Mooney (RTÉ Radio 1, weekdays), Derek Mooney was, for one, exercised by the issue, as he pondered the full ramifications of the former British prime minister's passing. Did her death mean, he wondered, that the script of the male-stripper drama The Full Monty would need to be changed?
It was not as trivial a question as it might first appear. The Full Monty , both the 1997 film and the currently touring stage adaptation that occupied Mooney's thoughts, is set in a Sheffield ravaged by the steel-mill closures of the Thatcher era – and one scene featured a cleaner spitting on a bust of Thatcher at the local Conservative Club, raising obvious questions of sensitivity for the day that was in it. (The spitting scene was altered on the night, Mooney told listeners the following day.)
Even so, the presenter sounded discomfited that this ostensibly light-hearted and much-anticipated play was now overshadowed by its political subtext. In advance of the play’s opening night in Dublin, the reporter Brenda Donohue had prepared a suitably saucy item on a real-life male stripper doing his rounds, but in the changed context of Monday it sounded wan.
Mooney himself took a novel tack on the news. Hearing that the late premier had died at the Ritz Hotel in London, he commented that he would be uncomfortable sleeping in a bed where someone had passed away. When some listeners took offence at this, Mooney reacted tetchily, betraying the petulant streak he sometimes exhibits when his show is not proceeding as smoothly as he would like.
But Mooney’s show also provided the most viscerally honest reaction to Thatcher’s death. The host spoke to John Law, a former steelworker and teacher he had met in Sheffield, who had been eating lunch at a pub in his hometown when the news was announced.
“A massive cheer went up,” Law said, adding that he had joined in the revelry. “If somebody has brought privation and want to your family, you’ll be cheered to hear she’s passed,” he explained.
Mooney sounded nonplussed at this hostility, saying it was hard for people in Ireland to comprehend. “We were removed from it,” said the presenter, a remark that suggested he had not paid much attention to events north of the Border during the 1980s, unlike his guest.
“The way she treated the hunger strikers during her time as prime minister apparently encouraged a lot of people to join the IRA,” Law helpfully informed his host, “so she had some effect on Ireland as well.”
He may strive to project an innocuous blandness on current affairs issues, but Mooney provided the blank canvas for the day’s most loaded verdict.

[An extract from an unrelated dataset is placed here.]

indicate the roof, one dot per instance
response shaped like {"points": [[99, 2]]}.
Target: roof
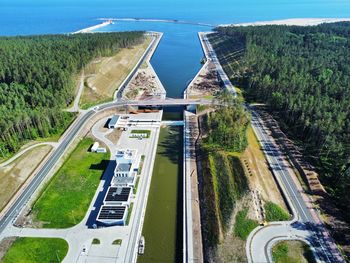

There were other engaging takes on the matter, however. Speaking on Today with Pat Kenny (RTÉ Radio 1, weekdays), the former hunger striker Laurence McKeown claimed indifference to the news – "It's wrong to gloat about people dying," he said – and even sought to play down her image as the IRA's nemesis. Meanwhile, the former Fine Gael foreign minister Peter Barry sounded appalled when Sean O'Rourke suggested on News at One (RTÉ Radio 1, weekdays) that, as a businessman, his guest might have admired Thatcher's economic policies. "Whoa, whoa, whoa," interjected Barry. Disagreeing with her "very right-wing views", he said that while many sectors were to blame for Britain's woes in the 1970s, "she chose to focus her enmity on unions". Such arresting divergences from the expected script kept the rolling analysis on the topic from going stale.
But there were conspicuous gaps in the conversation. The one thing everyone agreed on was Thatcher's immense achievement in becoming the first female British prime minister, which made the lack of women discussing the matter on air all the more striking. Mary O'Rourke, on The Right Hook (Newstalk, weekdays), was an exception. The former Fianna Fáil minister expressed grudging admiration of Thatcher's ability to reduce her male ministers to "jelly beans", but she told George Hook that, overall, she didn't like Thatcher's domineering style. She also peevishly remarked that the British PM didn't trust Charles Haughey – an indication that not all Thatcher's instincts were wrong.
It was refreshing to hear this rare, if idiosyncratic, female perspective on a show where the gripes of its cantankerous male host normally rule the roost. Lest anyone think Hook was suddenly in touch with his feminine side, however, he also expressed bafflement at the columnist Kevin Myers's assertion that Thatcher controlled men by being "incredibly sexually charismatic". Hook was dismayed not by the reductive crassness of Myers's remarks, however, but by his judgment of looks. "If Margaret Thatcher was at a rugby-club disco she would never have got a dance," he said dismissively. Having heard that, one suddenly felt a surprising surge of sympathy for the Iron Lady.